You can update the versions of the rubin-env dependencies to the latest compatible ones for the rubin-env version specified by using lsstinstall with the -u
option.
About the rubin-env-developer metapackage¶
The rubin-env-developer metapackage adds tools and utilities that are useful for developers working on improving the LSST Science Pipelines but not necessarily for users processing data with them.
It can be installed on top of the rubin-env installation performed by lsstinstall by specifying the -d
option.
Only rubin-env versions 5.0.0 and greater can use this option.
About EUPS tarball packages¶
EUPS distrib binary (tarball) packages significantly speed up your installation. Rather than compiling the LSST Science Pipelines from source, EUPS tarballs are prebuilt packages made specifically for supported platforms.
Platforms are defined by two factors:
Operating system.
rubin-env metapackage (Science Pipelines dependencies) version.
When you run lsstinstall, it looks at your system to identify your operating system.

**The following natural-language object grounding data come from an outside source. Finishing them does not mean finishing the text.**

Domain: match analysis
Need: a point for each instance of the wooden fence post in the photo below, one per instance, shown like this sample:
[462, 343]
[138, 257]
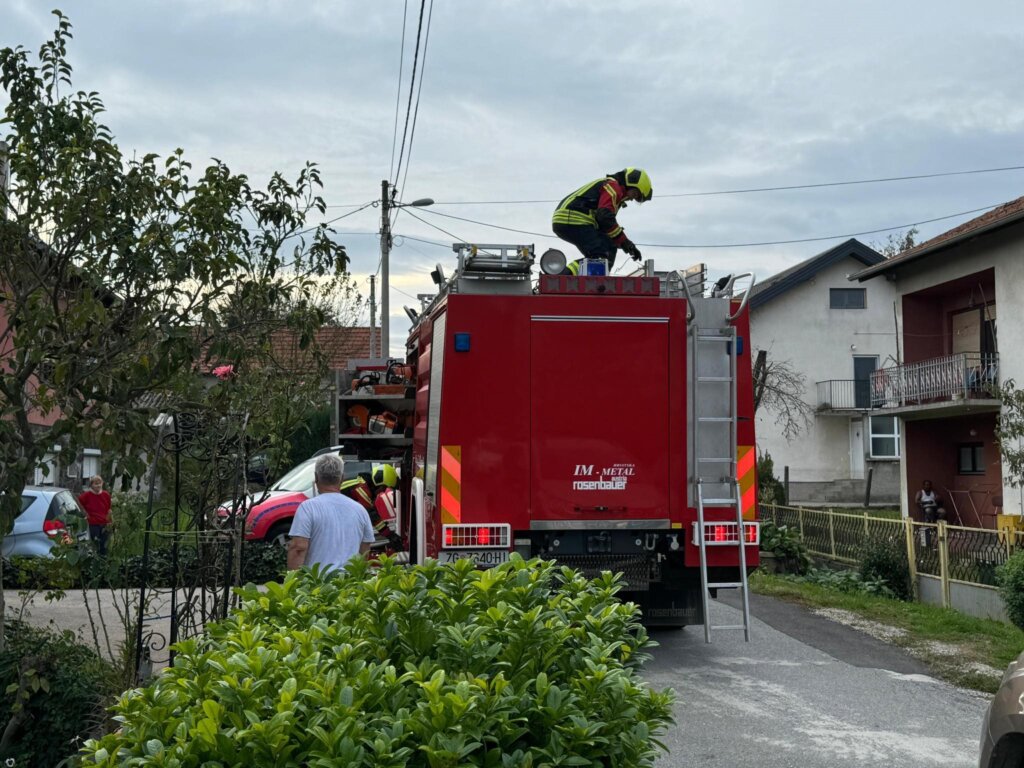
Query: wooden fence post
[911, 556]
[943, 538]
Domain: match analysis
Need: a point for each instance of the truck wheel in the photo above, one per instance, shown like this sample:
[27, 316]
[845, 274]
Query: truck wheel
[279, 534]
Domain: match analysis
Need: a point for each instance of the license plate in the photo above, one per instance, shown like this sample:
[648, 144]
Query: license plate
[485, 558]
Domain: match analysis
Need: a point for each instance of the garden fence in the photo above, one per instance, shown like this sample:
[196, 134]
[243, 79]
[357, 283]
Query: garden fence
[953, 554]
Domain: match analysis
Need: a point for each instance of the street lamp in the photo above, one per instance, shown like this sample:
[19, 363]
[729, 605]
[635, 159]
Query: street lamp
[387, 203]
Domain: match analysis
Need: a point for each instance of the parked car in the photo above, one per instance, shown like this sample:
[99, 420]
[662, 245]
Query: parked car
[1003, 731]
[47, 515]
[270, 518]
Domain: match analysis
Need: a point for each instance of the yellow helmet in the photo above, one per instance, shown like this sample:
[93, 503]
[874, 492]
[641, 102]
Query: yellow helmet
[639, 180]
[384, 474]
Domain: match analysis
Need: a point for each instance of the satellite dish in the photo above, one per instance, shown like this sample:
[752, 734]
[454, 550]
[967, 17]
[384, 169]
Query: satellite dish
[552, 261]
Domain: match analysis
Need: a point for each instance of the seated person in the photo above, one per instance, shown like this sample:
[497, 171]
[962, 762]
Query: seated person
[930, 504]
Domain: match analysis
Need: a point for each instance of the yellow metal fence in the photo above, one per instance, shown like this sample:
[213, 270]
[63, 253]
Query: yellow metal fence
[951, 553]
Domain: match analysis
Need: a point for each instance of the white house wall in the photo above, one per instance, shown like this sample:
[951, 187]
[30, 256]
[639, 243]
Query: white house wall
[798, 326]
[1004, 252]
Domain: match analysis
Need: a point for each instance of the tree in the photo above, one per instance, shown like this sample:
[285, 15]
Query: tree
[896, 243]
[1010, 431]
[122, 276]
[778, 387]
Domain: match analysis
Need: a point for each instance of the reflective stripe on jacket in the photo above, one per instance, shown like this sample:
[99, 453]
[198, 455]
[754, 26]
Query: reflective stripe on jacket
[594, 205]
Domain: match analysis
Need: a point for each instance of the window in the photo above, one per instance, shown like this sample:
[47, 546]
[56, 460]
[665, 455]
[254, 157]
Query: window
[885, 437]
[847, 298]
[971, 459]
[90, 464]
[47, 475]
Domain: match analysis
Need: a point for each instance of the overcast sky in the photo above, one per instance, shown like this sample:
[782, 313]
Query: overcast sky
[529, 99]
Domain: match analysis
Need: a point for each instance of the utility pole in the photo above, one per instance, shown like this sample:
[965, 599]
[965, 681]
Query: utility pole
[373, 315]
[385, 253]
[4, 180]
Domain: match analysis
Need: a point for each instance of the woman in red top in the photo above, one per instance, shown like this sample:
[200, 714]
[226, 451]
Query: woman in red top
[96, 503]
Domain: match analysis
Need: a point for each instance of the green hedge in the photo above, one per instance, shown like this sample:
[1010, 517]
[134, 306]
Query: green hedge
[524, 665]
[1011, 580]
[55, 689]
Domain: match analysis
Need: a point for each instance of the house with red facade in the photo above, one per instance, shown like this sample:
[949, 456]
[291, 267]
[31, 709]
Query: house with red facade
[960, 332]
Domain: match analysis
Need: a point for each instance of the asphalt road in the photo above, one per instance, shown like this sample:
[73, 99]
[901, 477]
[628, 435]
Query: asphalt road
[807, 692]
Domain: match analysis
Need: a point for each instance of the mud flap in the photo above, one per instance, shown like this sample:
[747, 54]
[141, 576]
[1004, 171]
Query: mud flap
[677, 607]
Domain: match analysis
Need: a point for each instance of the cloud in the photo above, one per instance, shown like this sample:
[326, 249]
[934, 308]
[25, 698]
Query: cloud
[530, 100]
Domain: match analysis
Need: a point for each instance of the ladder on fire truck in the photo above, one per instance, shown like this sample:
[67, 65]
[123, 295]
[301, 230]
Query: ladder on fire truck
[714, 368]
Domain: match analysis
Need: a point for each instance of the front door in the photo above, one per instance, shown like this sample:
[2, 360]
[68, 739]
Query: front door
[857, 449]
[863, 367]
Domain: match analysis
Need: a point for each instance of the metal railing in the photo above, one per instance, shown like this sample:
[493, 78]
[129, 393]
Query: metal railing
[951, 553]
[844, 394]
[954, 376]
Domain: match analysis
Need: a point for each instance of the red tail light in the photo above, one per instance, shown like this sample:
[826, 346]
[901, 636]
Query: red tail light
[54, 528]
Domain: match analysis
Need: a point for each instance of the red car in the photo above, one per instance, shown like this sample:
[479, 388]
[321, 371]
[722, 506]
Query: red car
[270, 518]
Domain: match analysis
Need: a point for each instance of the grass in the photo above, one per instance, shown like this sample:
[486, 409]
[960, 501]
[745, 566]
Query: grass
[956, 647]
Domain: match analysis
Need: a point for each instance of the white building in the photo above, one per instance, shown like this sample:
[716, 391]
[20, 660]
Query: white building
[835, 333]
[950, 290]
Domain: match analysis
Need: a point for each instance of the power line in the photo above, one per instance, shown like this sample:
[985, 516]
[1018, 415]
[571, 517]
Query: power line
[403, 293]
[397, 92]
[412, 87]
[723, 245]
[759, 188]
[416, 112]
[336, 218]
[445, 246]
[730, 192]
[440, 229]
[830, 237]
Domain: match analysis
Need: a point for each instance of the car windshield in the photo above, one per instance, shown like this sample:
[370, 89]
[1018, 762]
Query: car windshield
[300, 478]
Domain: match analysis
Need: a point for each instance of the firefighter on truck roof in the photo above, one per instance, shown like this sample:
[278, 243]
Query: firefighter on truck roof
[377, 497]
[587, 217]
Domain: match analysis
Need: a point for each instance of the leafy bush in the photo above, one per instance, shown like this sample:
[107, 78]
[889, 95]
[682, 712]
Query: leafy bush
[1010, 577]
[848, 582]
[770, 488]
[786, 545]
[54, 689]
[523, 665]
[885, 561]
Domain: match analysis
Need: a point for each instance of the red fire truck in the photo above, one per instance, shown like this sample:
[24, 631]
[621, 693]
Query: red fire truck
[602, 421]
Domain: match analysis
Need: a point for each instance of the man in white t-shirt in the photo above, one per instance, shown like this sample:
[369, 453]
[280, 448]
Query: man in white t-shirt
[330, 528]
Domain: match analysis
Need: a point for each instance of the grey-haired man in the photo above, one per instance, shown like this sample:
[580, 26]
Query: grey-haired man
[330, 528]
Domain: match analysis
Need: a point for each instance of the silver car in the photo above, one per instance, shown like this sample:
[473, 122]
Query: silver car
[1003, 732]
[47, 515]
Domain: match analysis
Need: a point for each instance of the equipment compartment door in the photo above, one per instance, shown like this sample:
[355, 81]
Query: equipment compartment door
[600, 422]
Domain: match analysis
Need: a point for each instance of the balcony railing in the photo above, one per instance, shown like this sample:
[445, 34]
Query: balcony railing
[840, 394]
[953, 377]
[936, 380]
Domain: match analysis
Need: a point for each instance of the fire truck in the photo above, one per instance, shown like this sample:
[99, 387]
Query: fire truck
[602, 421]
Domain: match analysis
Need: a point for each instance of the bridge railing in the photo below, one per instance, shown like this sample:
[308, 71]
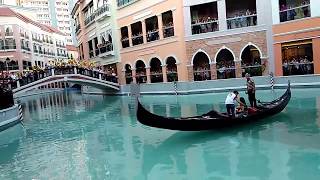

See About the rubin-env metapackage for more about the rubin-env metapackage and how to select its version.
The EUPS packages that make up the Science Pipelines are installed within that environment, as they are only binary-compatible with its conda packages and tools.
The URLs used to retrieve EUPS packages are also stored within the environment in $EUPS_PATH/pkgroot
.
loadLSST.sh
will automatically read this file to enable proper use of eups distrib install by setting the EUPS_PKGROOT
environment variable.
Note that activating (or deactivating) conda environments does not automatically set this variable.
See also:
How to determine if tarball packages are available for your platform¶
When you run eups distrib install, it will attempt to install prebuilt binary packages first and fall back to compiling the Science Pipelines if binary packages aren’t available for your platform (by default). This fallback is automatic. You’ll know packages are being compiled from source if you see compiler processes (like gcc or clang) load your machine.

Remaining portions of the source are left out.